To Go Where Your VisionPoints, a few inspiration points for you and your business.

I decided that I would start sending people notices about cool events, usually ones that involved arts and technology. And from there, via word of mouth, the news of the list spread.
—Craig Newmark

Craig Newmark, founder of the incredible word-of-mouth success story, has an air of humility and… befuddlement? about him in interviews that I find very intriguing. I’ve seen the poster boy for word-of-mouth business success interviewed a few times. He denies having consciously lit the spark for that success. He seems even to suggest that the Craigslist WOM machine is still a fire that burns out-of-(his)-control.

Well, we don’t have much in the way of a business strategy. Like no business plan. Which I say to torment all my friends who are VCs or MBAs. That’s always entertaining. The deal is, it’s a mixture of luck and persistence.
—Craig Newmark on the Tavis Smiley show, 23 Jan 2006

He told a few people he knew, who told a few people who knew them, and the story of the guy who didn’t want to make much money, who didn’t have a plan, who let the people make of the list what they wanted—the amazed, grateful philanthropist “in the rich nerd tradition” as he’s called himself—took off.

Craigslist took off, because the story of Craigslist took off. Everybody loves an underdog.

People weren’t buying from him. He was only helping them buy from each other. Or get an apartment. Or find love.

People who trusted Craig Newmark bought into the story at first, then people who trusted them bought into it, and by now all the world knows that Craig Newmark keeps the list with his name on it as rumpled as…

… well, as his image. Because as you probably know, that aw-shucks guy is also a multimillionaire. While he may truly have been stumped by its initial success, he’s been clued in for a long time.

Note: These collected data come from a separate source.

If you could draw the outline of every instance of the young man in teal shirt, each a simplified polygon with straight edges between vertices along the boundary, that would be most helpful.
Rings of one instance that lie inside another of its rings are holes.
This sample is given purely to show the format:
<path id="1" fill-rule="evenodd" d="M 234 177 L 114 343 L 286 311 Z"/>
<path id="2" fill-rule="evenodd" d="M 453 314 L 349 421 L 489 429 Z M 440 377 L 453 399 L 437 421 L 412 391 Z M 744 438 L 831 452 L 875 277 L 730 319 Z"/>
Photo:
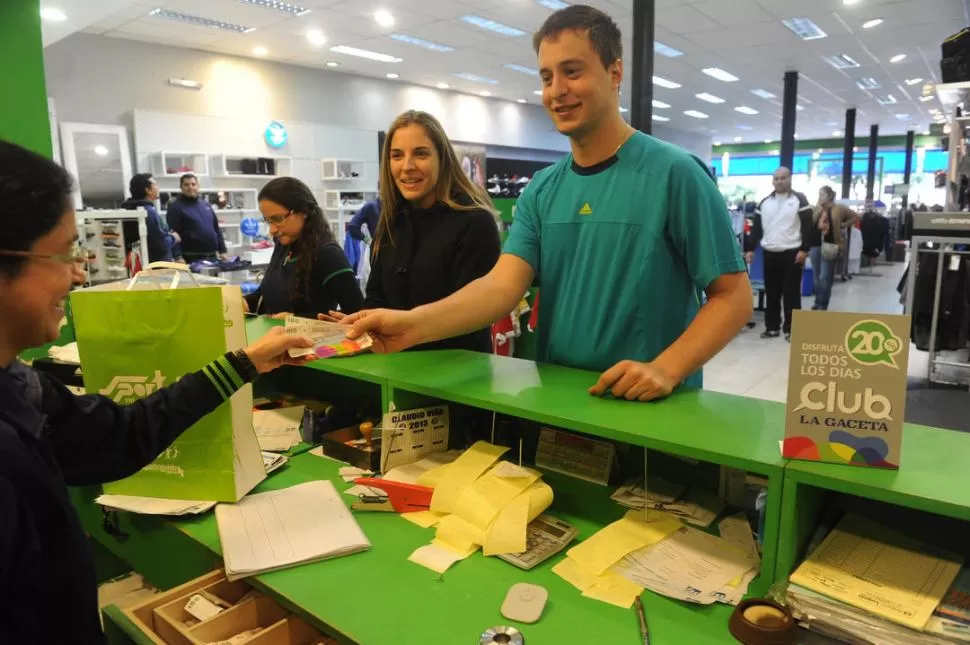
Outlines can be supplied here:
<path id="1" fill-rule="evenodd" d="M 752 309 L 724 199 L 699 159 L 620 116 L 622 45 L 609 16 L 570 6 L 533 43 L 543 104 L 572 153 L 522 193 L 490 273 L 411 311 L 362 311 L 352 335 L 398 351 L 466 333 L 536 282 L 539 360 L 603 372 L 591 394 L 647 401 L 700 386 L 701 367 Z"/>

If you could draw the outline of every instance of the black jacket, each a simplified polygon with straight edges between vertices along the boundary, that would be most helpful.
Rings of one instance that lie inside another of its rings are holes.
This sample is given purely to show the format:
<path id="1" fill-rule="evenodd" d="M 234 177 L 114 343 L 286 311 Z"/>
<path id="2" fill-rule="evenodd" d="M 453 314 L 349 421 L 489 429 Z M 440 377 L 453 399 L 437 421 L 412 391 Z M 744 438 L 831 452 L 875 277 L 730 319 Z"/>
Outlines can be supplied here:
<path id="1" fill-rule="evenodd" d="M 488 211 L 404 206 L 391 240 L 381 242 L 371 264 L 364 308 L 413 309 L 446 298 L 491 271 L 500 252 L 498 226 Z M 486 327 L 416 349 L 491 352 L 491 333 Z"/>
<path id="2" fill-rule="evenodd" d="M 67 486 L 151 463 L 223 402 L 213 370 L 242 374 L 235 361 L 227 355 L 129 406 L 74 396 L 17 361 L 0 368 L 0 643 L 104 642 L 94 561 Z"/>
<path id="3" fill-rule="evenodd" d="M 771 193 L 768 197 L 761 200 L 761 204 L 764 204 L 767 199 L 769 199 L 775 193 Z M 798 221 L 799 228 L 802 232 L 802 243 L 799 247 L 799 251 L 804 251 L 808 253 L 812 249 L 812 242 L 814 241 L 815 235 L 812 229 L 815 227 L 815 222 L 813 221 L 813 211 L 811 204 L 808 203 L 808 198 L 804 194 L 798 191 L 792 191 L 792 194 L 798 198 Z M 761 223 L 761 204 L 755 209 L 754 213 L 747 213 L 746 219 L 748 220 L 745 225 L 745 235 L 744 235 L 744 251 L 745 253 L 754 253 L 758 245 L 761 244 L 761 239 L 765 236 L 765 229 Z"/>
<path id="4" fill-rule="evenodd" d="M 174 258 L 175 238 L 168 230 L 168 224 L 158 214 L 155 203 L 150 199 L 131 199 L 122 202 L 126 210 L 144 208 L 148 212 L 145 228 L 148 229 L 148 262 L 171 262 Z"/>

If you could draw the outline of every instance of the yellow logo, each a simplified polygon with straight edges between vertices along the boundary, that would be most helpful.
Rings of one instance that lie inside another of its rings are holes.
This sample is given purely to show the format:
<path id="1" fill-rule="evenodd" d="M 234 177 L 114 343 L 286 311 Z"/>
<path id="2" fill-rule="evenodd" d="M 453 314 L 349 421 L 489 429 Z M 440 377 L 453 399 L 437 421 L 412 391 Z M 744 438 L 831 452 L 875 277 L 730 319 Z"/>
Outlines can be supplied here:
<path id="1" fill-rule="evenodd" d="M 589 207 L 589 202 L 583 204 L 583 207 L 579 209 L 580 215 L 592 215 L 593 209 Z"/>

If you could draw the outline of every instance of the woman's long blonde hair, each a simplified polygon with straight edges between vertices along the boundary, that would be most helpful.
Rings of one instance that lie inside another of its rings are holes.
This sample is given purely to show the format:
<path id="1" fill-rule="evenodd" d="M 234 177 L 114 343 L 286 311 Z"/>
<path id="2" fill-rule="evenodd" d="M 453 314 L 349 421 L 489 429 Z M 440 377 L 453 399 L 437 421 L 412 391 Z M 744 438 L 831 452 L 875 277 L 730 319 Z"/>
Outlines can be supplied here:
<path id="1" fill-rule="evenodd" d="M 376 255 L 381 245 L 386 241 L 394 245 L 391 231 L 394 222 L 404 202 L 404 195 L 398 190 L 397 183 L 391 173 L 391 142 L 394 133 L 401 128 L 416 123 L 428 133 L 428 138 L 438 152 L 438 183 L 434 187 L 435 203 L 442 203 L 458 211 L 484 210 L 497 215 L 485 189 L 473 182 L 461 169 L 458 155 L 451 147 L 451 141 L 445 134 L 438 119 L 427 112 L 408 110 L 394 119 L 394 123 L 387 130 L 384 139 L 384 149 L 381 150 L 381 219 L 377 225 L 377 235 L 374 238 L 373 254 Z M 461 199 L 465 197 L 467 199 Z"/>

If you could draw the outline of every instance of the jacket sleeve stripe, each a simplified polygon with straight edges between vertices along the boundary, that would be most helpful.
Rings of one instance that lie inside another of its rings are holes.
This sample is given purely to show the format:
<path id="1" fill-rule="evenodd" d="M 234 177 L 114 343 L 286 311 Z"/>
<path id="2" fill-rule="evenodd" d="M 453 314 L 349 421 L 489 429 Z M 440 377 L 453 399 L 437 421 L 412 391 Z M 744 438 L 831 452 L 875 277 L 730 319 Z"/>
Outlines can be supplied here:
<path id="1" fill-rule="evenodd" d="M 223 376 L 229 381 L 230 389 L 235 392 L 243 385 L 246 384 L 245 379 L 239 375 L 236 368 L 232 366 L 232 363 L 225 356 L 220 356 L 215 360 L 215 365 L 222 370 Z"/>
<path id="2" fill-rule="evenodd" d="M 212 365 L 206 365 L 202 368 L 202 373 L 205 374 L 206 378 L 212 383 L 212 386 L 216 388 L 216 392 L 225 401 L 229 398 L 229 394 L 226 392 L 226 386 L 223 385 L 222 381 L 215 374 L 215 370 L 212 369 Z"/>

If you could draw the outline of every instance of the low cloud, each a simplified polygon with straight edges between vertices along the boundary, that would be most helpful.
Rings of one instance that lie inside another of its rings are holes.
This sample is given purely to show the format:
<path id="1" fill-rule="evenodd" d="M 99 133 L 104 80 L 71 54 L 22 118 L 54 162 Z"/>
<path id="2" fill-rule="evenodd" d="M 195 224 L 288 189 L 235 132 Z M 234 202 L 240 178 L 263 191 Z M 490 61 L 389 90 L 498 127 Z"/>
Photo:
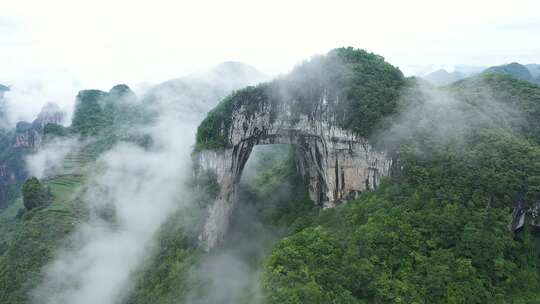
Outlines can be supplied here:
<path id="1" fill-rule="evenodd" d="M 33 121 L 44 105 L 56 103 L 71 121 L 79 81 L 72 75 L 60 71 L 47 71 L 46 75 L 24 75 L 0 84 L 9 86 L 4 94 L 8 123 L 14 126 L 19 121 Z"/>
<path id="2" fill-rule="evenodd" d="M 57 138 L 40 147 L 39 151 L 26 157 L 26 167 L 31 176 L 50 177 L 62 166 L 66 155 L 76 152 L 82 143 L 75 138 Z"/>
<path id="3" fill-rule="evenodd" d="M 149 130 L 155 147 L 121 143 L 98 159 L 82 196 L 89 219 L 46 267 L 34 303 L 112 304 L 129 293 L 156 233 L 185 199 L 192 128 L 162 117 Z"/>

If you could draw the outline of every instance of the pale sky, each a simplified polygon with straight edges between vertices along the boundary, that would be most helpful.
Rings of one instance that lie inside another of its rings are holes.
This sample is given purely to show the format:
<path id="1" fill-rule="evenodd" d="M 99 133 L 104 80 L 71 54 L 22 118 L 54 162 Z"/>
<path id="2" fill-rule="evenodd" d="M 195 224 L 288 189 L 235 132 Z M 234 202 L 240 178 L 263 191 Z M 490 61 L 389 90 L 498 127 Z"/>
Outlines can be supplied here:
<path id="1" fill-rule="evenodd" d="M 278 74 L 339 46 L 406 74 L 540 63 L 538 0 L 0 0 L 0 10 L 0 83 L 58 91 L 157 83 L 227 60 Z"/>

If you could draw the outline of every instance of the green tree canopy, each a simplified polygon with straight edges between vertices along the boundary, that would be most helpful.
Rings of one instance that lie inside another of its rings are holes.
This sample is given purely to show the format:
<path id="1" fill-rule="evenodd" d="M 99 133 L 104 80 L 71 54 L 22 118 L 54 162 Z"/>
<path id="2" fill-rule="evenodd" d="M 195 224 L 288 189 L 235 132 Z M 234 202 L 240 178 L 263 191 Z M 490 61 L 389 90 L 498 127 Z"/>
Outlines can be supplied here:
<path id="1" fill-rule="evenodd" d="M 22 187 L 23 203 L 27 210 L 50 203 L 51 195 L 37 177 L 28 178 Z"/>

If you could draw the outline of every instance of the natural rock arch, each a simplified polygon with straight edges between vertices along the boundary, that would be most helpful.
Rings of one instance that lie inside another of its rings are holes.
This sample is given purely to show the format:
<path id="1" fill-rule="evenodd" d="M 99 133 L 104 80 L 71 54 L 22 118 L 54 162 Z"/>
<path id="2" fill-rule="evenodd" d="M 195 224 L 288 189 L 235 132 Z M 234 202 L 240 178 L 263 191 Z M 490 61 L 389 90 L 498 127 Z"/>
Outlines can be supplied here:
<path id="1" fill-rule="evenodd" d="M 365 138 L 327 121 L 327 110 L 321 108 L 313 118 L 292 117 L 283 108 L 271 117 L 275 115 L 271 111 L 253 114 L 241 106 L 231 116 L 230 147 L 195 154 L 197 172 L 213 172 L 220 186 L 200 236 L 206 249 L 225 235 L 242 171 L 256 145 L 294 146 L 297 168 L 307 181 L 310 198 L 324 207 L 356 198 L 377 187 L 381 177 L 390 173 L 391 159 L 374 150 Z"/>
<path id="2" fill-rule="evenodd" d="M 199 126 L 194 153 L 196 174 L 212 173 L 220 188 L 199 237 L 203 248 L 223 239 L 256 145 L 293 145 L 297 168 L 320 206 L 332 207 L 377 187 L 390 174 L 392 160 L 370 145 L 362 128 L 372 128 L 392 110 L 402 84 L 401 72 L 382 57 L 348 48 L 223 100 Z M 361 107 L 359 100 L 365 101 Z M 359 108 L 366 115 L 358 114 Z"/>

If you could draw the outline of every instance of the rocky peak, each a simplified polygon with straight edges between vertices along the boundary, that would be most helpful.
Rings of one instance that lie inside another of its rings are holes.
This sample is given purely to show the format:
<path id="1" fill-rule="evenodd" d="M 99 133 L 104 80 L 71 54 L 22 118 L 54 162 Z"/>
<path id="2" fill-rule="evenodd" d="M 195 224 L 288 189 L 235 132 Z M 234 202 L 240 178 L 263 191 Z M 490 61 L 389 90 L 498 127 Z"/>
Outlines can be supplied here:
<path id="1" fill-rule="evenodd" d="M 49 102 L 43 106 L 33 125 L 42 130 L 49 123 L 61 124 L 63 120 L 64 112 L 62 112 L 57 104 Z"/>
<path id="2" fill-rule="evenodd" d="M 20 121 L 15 126 L 15 136 L 10 149 L 27 148 L 37 151 L 43 138 L 43 128 L 49 123 L 61 124 L 64 113 L 55 103 L 47 103 L 32 122 Z"/>

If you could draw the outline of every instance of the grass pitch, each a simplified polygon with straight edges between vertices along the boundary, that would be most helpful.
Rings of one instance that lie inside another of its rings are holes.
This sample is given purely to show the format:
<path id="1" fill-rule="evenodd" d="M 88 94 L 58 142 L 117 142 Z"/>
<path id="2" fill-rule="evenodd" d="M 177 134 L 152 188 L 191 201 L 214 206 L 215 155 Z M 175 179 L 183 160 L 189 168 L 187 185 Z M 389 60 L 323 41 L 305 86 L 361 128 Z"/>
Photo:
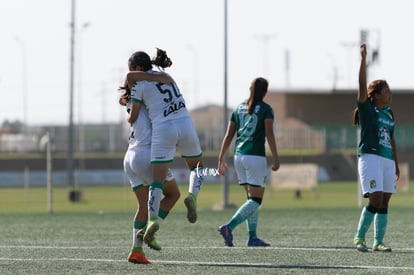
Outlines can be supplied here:
<path id="1" fill-rule="evenodd" d="M 412 185 L 413 186 L 413 185 Z M 187 194 L 187 185 L 180 185 L 181 196 Z M 318 189 L 303 190 L 297 199 L 295 190 L 266 189 L 262 208 L 347 208 L 358 207 L 356 182 L 321 183 Z M 136 198 L 129 184 L 113 186 L 80 186 L 79 202 L 70 202 L 68 187 L 54 187 L 52 192 L 52 210 L 54 213 L 71 212 L 129 212 L 136 207 Z M 245 200 L 243 188 L 230 184 L 227 204 L 239 206 Z M 47 190 L 44 187 L 0 188 L 0 214 L 11 213 L 47 213 Z M 211 210 L 223 203 L 223 187 L 220 184 L 206 183 L 198 196 L 199 210 Z M 365 201 L 366 202 L 366 201 Z M 364 202 L 364 203 L 365 203 Z M 414 194 L 398 193 L 392 197 L 391 206 L 414 207 Z M 184 211 L 183 203 L 177 203 L 174 211 Z"/>
<path id="2" fill-rule="evenodd" d="M 239 205 L 244 195 L 234 187 L 230 202 Z M 267 192 L 258 235 L 272 246 L 246 247 L 242 224 L 233 232 L 235 247 L 229 248 L 217 228 L 235 210 L 213 211 L 221 189 L 206 185 L 197 223 L 187 222 L 181 199 L 161 224 L 157 240 L 162 250 L 145 248 L 151 265 L 126 260 L 135 201 L 122 187 L 85 188 L 79 203 L 66 202 L 67 189 L 55 189 L 54 214 L 45 213 L 44 190 L 29 191 L 25 202 L 22 190 L 2 189 L 0 274 L 413 274 L 412 195 L 391 200 L 385 242 L 393 252 L 360 253 L 352 244 L 360 213 L 355 188 L 321 185 L 318 195 L 304 191 L 300 200 L 292 191 Z M 14 208 L 19 202 L 24 207 Z M 372 235 L 371 228 L 367 244 Z"/>

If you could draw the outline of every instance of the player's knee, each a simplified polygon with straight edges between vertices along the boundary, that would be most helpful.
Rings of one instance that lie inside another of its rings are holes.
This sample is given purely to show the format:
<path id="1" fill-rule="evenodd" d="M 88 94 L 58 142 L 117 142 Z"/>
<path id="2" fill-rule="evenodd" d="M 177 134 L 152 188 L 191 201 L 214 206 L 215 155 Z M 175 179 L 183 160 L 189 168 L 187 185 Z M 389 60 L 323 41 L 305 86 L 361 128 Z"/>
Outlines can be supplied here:
<path id="1" fill-rule="evenodd" d="M 252 201 L 256 202 L 257 204 L 261 205 L 263 198 L 255 198 L 255 197 L 249 197 Z"/>
<path id="2" fill-rule="evenodd" d="M 388 208 L 380 208 L 378 209 L 378 214 L 388 214 Z"/>
<path id="3" fill-rule="evenodd" d="M 374 205 L 372 205 L 371 203 L 369 203 L 369 204 L 367 205 L 367 210 L 368 210 L 369 212 L 373 213 L 373 214 L 375 214 L 375 213 L 377 213 L 377 212 L 378 212 L 378 208 L 377 208 L 377 207 L 375 207 Z"/>

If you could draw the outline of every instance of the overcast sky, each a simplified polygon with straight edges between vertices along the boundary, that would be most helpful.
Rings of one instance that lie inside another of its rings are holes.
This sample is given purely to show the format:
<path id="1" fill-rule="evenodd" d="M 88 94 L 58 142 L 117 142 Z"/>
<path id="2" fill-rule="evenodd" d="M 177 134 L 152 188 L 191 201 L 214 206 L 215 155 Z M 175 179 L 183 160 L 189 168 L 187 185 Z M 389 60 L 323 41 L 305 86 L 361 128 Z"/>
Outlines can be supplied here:
<path id="1" fill-rule="evenodd" d="M 257 76 L 273 89 L 355 88 L 361 30 L 379 49 L 369 78 L 414 88 L 411 2 L 228 0 L 230 107 Z M 70 16 L 71 0 L 0 1 L 0 123 L 68 124 Z M 156 47 L 190 109 L 223 103 L 224 0 L 77 0 L 76 33 L 75 123 L 124 119 L 128 57 Z"/>

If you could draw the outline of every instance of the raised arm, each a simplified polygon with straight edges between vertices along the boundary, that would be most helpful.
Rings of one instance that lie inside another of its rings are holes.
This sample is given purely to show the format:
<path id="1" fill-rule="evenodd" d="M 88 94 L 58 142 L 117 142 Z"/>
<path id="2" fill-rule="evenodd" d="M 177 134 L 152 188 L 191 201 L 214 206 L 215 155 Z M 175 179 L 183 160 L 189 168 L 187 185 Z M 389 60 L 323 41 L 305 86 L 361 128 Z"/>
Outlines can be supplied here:
<path id="1" fill-rule="evenodd" d="M 134 85 L 135 82 L 143 80 L 157 81 L 163 84 L 171 84 L 174 82 L 174 80 L 166 73 L 150 74 L 141 71 L 130 71 L 128 72 L 126 78 L 128 81 L 128 86 L 130 88 L 132 87 L 132 85 Z"/>
<path id="2" fill-rule="evenodd" d="M 362 44 L 359 48 L 361 53 L 361 64 L 359 66 L 359 90 L 358 101 L 363 103 L 368 98 L 367 93 L 367 46 Z"/>

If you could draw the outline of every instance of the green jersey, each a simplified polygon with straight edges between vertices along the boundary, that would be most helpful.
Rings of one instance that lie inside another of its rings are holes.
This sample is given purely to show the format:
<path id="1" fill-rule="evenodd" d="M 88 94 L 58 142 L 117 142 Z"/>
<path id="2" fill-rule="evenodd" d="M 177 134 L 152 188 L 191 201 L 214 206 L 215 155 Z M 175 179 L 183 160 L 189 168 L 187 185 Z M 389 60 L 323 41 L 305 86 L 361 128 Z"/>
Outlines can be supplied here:
<path id="1" fill-rule="evenodd" d="M 234 109 L 230 120 L 236 124 L 235 155 L 266 156 L 264 121 L 268 118 L 273 120 L 273 109 L 263 101 L 256 104 L 252 115 L 248 114 L 247 102 Z"/>
<path id="2" fill-rule="evenodd" d="M 391 140 L 395 123 L 391 108 L 378 108 L 369 99 L 357 102 L 357 106 L 361 127 L 358 155 L 376 154 L 394 160 Z"/>

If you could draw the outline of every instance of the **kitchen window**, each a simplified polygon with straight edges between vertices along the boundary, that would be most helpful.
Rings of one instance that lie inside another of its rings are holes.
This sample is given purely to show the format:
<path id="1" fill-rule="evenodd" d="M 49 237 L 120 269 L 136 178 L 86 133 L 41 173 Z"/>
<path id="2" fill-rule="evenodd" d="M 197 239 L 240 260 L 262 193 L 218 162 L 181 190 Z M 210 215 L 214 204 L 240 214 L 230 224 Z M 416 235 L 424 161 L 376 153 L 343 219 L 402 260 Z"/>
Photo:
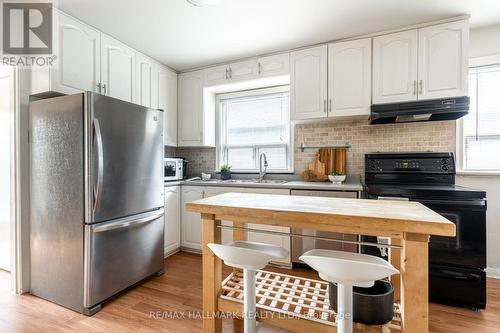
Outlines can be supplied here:
<path id="1" fill-rule="evenodd" d="M 217 105 L 219 167 L 256 172 L 265 153 L 268 171 L 293 171 L 289 86 L 217 95 Z"/>
<path id="2" fill-rule="evenodd" d="M 464 171 L 500 171 L 499 87 L 500 64 L 470 69 L 470 111 L 462 127 Z"/>

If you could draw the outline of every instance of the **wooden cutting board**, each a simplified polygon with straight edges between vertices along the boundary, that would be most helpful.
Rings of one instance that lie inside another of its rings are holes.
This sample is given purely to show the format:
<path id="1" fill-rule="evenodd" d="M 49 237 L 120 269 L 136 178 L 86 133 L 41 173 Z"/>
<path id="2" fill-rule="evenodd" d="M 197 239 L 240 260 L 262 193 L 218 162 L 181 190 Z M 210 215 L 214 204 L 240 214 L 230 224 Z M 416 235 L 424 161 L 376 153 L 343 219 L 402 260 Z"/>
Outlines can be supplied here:
<path id="1" fill-rule="evenodd" d="M 316 153 L 314 162 L 309 164 L 309 169 L 302 173 L 302 177 L 305 181 L 325 181 L 328 179 L 325 171 L 325 163 L 320 161 L 320 154 Z"/>

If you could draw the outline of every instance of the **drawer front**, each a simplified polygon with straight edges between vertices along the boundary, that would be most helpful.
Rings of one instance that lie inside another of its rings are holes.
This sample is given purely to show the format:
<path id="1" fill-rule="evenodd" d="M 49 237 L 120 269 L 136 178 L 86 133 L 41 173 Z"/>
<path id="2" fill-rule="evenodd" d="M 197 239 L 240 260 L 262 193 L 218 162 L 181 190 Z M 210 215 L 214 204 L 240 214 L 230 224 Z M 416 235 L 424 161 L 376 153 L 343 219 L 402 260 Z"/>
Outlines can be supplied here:
<path id="1" fill-rule="evenodd" d="M 92 307 L 163 269 L 164 216 L 85 226 L 84 306 Z"/>

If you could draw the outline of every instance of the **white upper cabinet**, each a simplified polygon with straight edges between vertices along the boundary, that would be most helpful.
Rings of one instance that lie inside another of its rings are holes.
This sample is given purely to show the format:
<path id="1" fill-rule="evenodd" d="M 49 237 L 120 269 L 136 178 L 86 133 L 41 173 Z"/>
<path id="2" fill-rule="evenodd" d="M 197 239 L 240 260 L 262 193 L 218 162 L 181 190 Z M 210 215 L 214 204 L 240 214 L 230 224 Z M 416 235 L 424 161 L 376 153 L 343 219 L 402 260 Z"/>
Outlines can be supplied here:
<path id="1" fill-rule="evenodd" d="M 136 67 L 136 99 L 135 102 L 146 107 L 156 107 L 153 105 L 153 72 L 155 63 L 144 55 L 135 54 Z"/>
<path id="2" fill-rule="evenodd" d="M 162 109 L 163 142 L 166 146 L 177 146 L 177 73 L 156 65 L 153 72 L 153 106 Z"/>
<path id="3" fill-rule="evenodd" d="M 328 45 L 328 116 L 369 116 L 371 39 Z"/>
<path id="4" fill-rule="evenodd" d="M 101 34 L 102 93 L 135 102 L 135 52 L 125 44 Z"/>
<path id="5" fill-rule="evenodd" d="M 373 103 L 466 96 L 468 21 L 373 38 Z"/>
<path id="6" fill-rule="evenodd" d="M 210 67 L 205 70 L 205 85 L 216 86 L 227 83 L 229 67 L 227 65 Z"/>
<path id="7" fill-rule="evenodd" d="M 257 60 L 240 61 L 229 65 L 229 79 L 232 81 L 252 80 L 258 77 Z"/>
<path id="8" fill-rule="evenodd" d="M 467 21 L 418 30 L 419 99 L 467 95 L 468 44 Z"/>
<path id="9" fill-rule="evenodd" d="M 257 66 L 259 77 L 290 74 L 290 53 L 259 58 Z"/>
<path id="10" fill-rule="evenodd" d="M 203 145 L 203 72 L 179 75 L 179 146 Z"/>
<path id="11" fill-rule="evenodd" d="M 327 45 L 290 54 L 290 106 L 293 120 L 326 116 L 327 54 Z"/>
<path id="12" fill-rule="evenodd" d="M 417 99 L 417 30 L 373 38 L 373 103 Z"/>
<path id="13" fill-rule="evenodd" d="M 33 69 L 31 93 L 98 92 L 101 79 L 99 31 L 54 9 L 53 34 L 57 64 L 47 71 Z"/>

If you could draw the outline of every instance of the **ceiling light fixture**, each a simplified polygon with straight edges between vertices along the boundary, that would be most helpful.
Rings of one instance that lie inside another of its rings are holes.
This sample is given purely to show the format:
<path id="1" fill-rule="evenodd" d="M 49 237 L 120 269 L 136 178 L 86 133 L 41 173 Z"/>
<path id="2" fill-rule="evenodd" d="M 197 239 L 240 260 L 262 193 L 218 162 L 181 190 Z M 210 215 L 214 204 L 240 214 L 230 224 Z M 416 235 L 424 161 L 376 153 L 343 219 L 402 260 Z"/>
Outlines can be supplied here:
<path id="1" fill-rule="evenodd" d="M 196 7 L 216 6 L 222 2 L 222 0 L 187 0 L 187 1 Z"/>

The list stays ugly (in spite of critics like Wired magazine) because the ugly list is the story, the whole history of Craig and his original 10 or 12 friends wrapped up in a “brand image.” The guy stays strategically non-strategic because it’s what helps spread the word. He’s still, somehow, the underdog.

Craig’s secrets?

Start the WOM-spark through trusted sources

Tell a story people will love to talk about—Craigslist tells it in more than one way, through the founder’s story and the “visuals”—and let them fan the fire

When the line is out the door—DON’T CHANGE A THING.

You want to know something? Even though I can take it apart—and even though I’m sure Mr. Newmark is aware of all of this himself—I believe in the story, too.

‘Cause I’ve got a funny feeling he’s sincere. And that’s a secret that everybody loves to share.